On this page5 sections
ReferenceAdvanced5-7 min reference

RAG Testing

RAG (Retrieval-Augmented Generation) answers from retrieved documents instead of the model's memory. The key insight for testing: retrieval and generation fail independently — a perfect answer from wrong docs, or a wrong answer from the right docs — so test them separately. This sheet shows how; see LLM Evaluation and Testing AI Systems for the broader frame (linked below).

The two halves

HalfQuestionMetrics
RetrievalDid we fetch the right context?Recall@k, precision@k, MRR, hit rate
GenerationIs the answer grounded in that context?Faithfulness, relevance, completeness

Retrieval checks

  • The relevant chunk(s) appear in the top-k results (recall@k).
  • Irrelevant chunks aren't crowding them out (precision).
  • Chunking/embedding handles synonyms, acronyms, multi-part questions.
  • Out-of-corpus questions return nothing rather than a confident wrong doc.

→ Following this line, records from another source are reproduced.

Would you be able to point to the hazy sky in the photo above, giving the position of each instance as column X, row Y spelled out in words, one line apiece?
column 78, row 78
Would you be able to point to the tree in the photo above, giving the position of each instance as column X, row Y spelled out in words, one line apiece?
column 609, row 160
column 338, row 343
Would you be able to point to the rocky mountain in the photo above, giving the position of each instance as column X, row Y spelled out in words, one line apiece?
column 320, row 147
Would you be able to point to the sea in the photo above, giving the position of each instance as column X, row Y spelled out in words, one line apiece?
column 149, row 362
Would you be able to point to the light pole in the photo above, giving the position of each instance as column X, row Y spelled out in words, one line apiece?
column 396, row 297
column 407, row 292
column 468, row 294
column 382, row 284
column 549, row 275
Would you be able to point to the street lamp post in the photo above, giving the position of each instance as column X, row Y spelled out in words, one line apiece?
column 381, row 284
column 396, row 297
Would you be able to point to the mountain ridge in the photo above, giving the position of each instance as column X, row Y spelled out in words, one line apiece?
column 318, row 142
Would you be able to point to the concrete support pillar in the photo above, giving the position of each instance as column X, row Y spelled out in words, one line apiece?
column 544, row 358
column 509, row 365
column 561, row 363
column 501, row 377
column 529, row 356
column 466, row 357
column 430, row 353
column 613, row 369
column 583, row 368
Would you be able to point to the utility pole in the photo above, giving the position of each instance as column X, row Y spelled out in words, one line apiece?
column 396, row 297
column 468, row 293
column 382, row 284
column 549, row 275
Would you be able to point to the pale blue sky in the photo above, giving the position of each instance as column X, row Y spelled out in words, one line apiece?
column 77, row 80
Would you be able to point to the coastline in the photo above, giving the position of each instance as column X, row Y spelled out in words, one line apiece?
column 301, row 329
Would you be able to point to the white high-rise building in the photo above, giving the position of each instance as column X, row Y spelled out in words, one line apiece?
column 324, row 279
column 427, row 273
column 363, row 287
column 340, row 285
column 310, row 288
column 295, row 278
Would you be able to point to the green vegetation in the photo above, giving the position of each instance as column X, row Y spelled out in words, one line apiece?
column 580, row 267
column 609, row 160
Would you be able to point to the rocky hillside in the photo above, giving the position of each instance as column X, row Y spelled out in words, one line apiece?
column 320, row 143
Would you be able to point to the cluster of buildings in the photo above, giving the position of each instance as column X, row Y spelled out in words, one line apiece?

Generation checks (given the context)

  • Faithfulness: every claim traces to a retrieved chunk — no invention.
  • Answer relevance: addresses the question, not just the topic.
  • Citations: references point to the chunk that supports the claim.
  • No-context behaviour: when nothing relevant is retrieved, it says "I don't know" instead of hallucinating.

Failure isolation

SymptomLikely half
Answer wrong, right docs retrievedGeneration
Answer wrong, wrong docs retrievedRetrieval
"I don't know" but answer was in corpusRetrieval
Confident answer, nothing retrievedGeneration (should refuse)

Common mistakes

  • Testing the end answer only, never which half failed.
  • No "unanswerable / out-of-corpus" cases (where RAG should refuse).
  • Ignoring chunking/embedding as a test variable.
  • Treating a fluent answer as correct without checking groundedness.